Directional selection can to some degree move people toward using the same words. This is seen in the lower H scores for words that directional selection explained and, more generally, in the weak tendency we observed for speakers to prefer shorter and easier to pronounce words. However, as with drift, speakers’ continual inventiveness with language perhaps removes any simple link between features of words and how often they are currently used: linguistically “good” words might only have arisen recently and therefore not yet achieved a high frequency, or some otherwise good words might be on their way out of use, having been replaced by others.
By comparison, positive frequency dependence provides a mechanism capable of explaining how speakers come to use the same word for a meaning.

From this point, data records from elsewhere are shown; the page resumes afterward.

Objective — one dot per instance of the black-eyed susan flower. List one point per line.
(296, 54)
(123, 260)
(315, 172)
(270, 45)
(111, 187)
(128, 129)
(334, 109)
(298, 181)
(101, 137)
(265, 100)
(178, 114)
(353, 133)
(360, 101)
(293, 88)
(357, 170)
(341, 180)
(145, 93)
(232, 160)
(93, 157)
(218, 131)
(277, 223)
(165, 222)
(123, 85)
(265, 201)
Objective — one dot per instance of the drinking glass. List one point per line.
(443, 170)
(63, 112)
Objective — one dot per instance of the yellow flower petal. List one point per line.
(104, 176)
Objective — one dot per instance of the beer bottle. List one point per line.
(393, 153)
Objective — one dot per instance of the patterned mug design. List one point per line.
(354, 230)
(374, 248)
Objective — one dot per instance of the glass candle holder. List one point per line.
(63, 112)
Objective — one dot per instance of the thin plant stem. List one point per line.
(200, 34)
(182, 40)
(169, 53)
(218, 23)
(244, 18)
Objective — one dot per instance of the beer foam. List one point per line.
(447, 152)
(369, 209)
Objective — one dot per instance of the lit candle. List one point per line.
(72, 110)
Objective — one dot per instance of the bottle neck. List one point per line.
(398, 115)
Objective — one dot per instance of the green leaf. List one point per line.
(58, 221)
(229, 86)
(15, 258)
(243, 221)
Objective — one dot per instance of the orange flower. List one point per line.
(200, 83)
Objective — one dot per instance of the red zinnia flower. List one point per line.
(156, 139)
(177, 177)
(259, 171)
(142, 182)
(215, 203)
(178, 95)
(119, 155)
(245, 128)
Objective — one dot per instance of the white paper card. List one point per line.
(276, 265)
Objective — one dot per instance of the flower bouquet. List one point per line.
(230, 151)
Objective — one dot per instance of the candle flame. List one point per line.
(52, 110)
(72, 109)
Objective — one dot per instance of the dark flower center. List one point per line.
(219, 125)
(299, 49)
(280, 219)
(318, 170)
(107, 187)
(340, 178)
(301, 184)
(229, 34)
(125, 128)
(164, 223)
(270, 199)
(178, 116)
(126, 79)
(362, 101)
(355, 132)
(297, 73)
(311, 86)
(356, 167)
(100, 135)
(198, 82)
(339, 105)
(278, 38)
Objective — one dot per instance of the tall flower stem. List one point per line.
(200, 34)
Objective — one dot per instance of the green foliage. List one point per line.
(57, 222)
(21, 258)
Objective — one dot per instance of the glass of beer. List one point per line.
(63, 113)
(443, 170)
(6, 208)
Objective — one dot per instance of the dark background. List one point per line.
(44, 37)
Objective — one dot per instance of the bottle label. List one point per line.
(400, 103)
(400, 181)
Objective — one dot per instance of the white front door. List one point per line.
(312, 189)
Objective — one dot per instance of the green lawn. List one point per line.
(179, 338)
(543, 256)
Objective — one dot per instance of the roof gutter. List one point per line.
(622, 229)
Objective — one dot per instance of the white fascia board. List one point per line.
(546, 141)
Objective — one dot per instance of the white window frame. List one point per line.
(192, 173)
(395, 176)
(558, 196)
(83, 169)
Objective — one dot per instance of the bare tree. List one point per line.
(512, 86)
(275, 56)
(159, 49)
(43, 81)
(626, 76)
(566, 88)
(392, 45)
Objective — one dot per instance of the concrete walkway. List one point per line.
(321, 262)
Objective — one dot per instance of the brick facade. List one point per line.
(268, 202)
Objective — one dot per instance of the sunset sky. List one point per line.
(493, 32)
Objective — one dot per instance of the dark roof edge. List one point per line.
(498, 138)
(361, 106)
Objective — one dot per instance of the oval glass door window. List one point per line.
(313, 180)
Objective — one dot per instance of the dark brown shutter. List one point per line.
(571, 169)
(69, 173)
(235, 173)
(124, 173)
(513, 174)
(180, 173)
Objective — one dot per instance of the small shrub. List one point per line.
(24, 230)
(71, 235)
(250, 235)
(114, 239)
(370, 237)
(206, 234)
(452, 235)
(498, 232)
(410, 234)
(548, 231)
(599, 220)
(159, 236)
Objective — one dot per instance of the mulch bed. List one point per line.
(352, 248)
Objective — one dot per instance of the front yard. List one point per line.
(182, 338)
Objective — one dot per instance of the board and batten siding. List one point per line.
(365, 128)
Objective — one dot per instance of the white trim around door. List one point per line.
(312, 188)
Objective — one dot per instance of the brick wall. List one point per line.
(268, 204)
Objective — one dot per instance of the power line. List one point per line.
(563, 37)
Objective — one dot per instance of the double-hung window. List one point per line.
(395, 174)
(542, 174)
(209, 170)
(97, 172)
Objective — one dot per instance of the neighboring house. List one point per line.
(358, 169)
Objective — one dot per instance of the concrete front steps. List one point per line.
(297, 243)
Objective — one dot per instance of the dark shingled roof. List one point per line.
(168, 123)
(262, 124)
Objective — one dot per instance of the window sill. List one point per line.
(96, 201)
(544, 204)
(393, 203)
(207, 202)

Under positive FDS a word’s inherent virtue—contra Müller and, we suspect, Darwin—appears to play a relatively small role; instead, words that, even if from random fluctuations, get used at higher frequencies seem to convert listeners’ minds to use them more than would be expected from their frequency alone, a so-called “conformist bias” (22, 35). This bias means that a word’s “fitness” (likelihood that a speaker will use it as opposed to some other word) continues to increase disproportionately as it becomes more common and eventually propels the word to fixation, that is, it becomes the sole word used for that meaning. Unlike with drift or directional selection, the increasing strength of positive frequency dependent selection continues despite the constant influx of new words. Indeed, at fixation, the force of positive FDS is greatest and so positive frequency dependence might give insight into how some words can remain paired with a meaning for hundreds or even thousands of years (7, 36, 37), far exceeding the time span of the possibly three to four generations that might separate the oldest and youngest speakers in a group [frequently used forms are also less buffeted by the effects of drift (11, 12)].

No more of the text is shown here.